Friday, March 11, 2005

DVD: Slapstick Symposium: The Harold Lloyd Collection

The good people at Kino Video had to make do with early, lesser known Lloyd films for this disc. The silent comedian’s family held on to the good stuff with an eye toward restoring luster to his reputation. I’m not sure how releasing a book of 3-D nude photographs taken by Lloyd fits into this plan, but maybe that’s why I’m not in public relations.

Among aficionados, Lloyd is known as the third great genius of silent film comedy along with Chaplin and Keaton. Lloyd’s comic persona was the least defined of the three, and also the most American. He generally played good-natured, put-upon young men whose faith in themselves and the system is ultimately rewarded.

That character found its greatest expression in later films like THE FRESHMAN. Here, it’s unformed enough to allow Lloyd to play shady types in “Are Crooks Dishonest?” and “His Royal Slyness.”

The films on the disc are a mixed bag. The longest and best known of the lot, “Grandma’s Boy,” beats its one joke to death and is a slog to sit through. But each movie contains at least one great gag, and “Bumping Into Broadway” and “Number, Please” are treats.

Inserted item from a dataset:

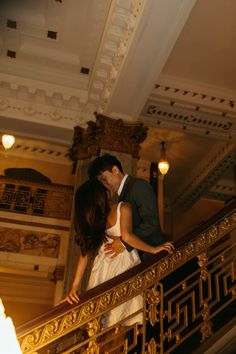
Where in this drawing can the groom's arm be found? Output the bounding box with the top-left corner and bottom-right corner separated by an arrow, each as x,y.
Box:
124,179 -> 164,251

Several of the shorts were restored exclusively for this collection. I missed the artwork from the original title cards, and couldn’t help noticing that the new ones featured more typos.

Miscellaneous: Links

Years ago I read the book MAFIA COP by Louis Eppolito. It was about his life as an NYPD detective who had to endure suspicion because of his family’s involvement in organized crime. He eventually retired and became an actor, landing bit parts as hoodlums and working with Martin Scorsese, Woody Allen and David Lynch. I’d always get a charge when I saw his name in the credits.

And I still will, but for completely different reasons. Yesterday, Eppolito and his former partner were indicted in a racketeering conspiracy. They’re suspected of “taking part in eight murders on behalf of the Mafia – most while one or both were active members of the police force.”

The Times also offers this report on the troubles and triumphs of Fespaco, Africa’s premier film festival.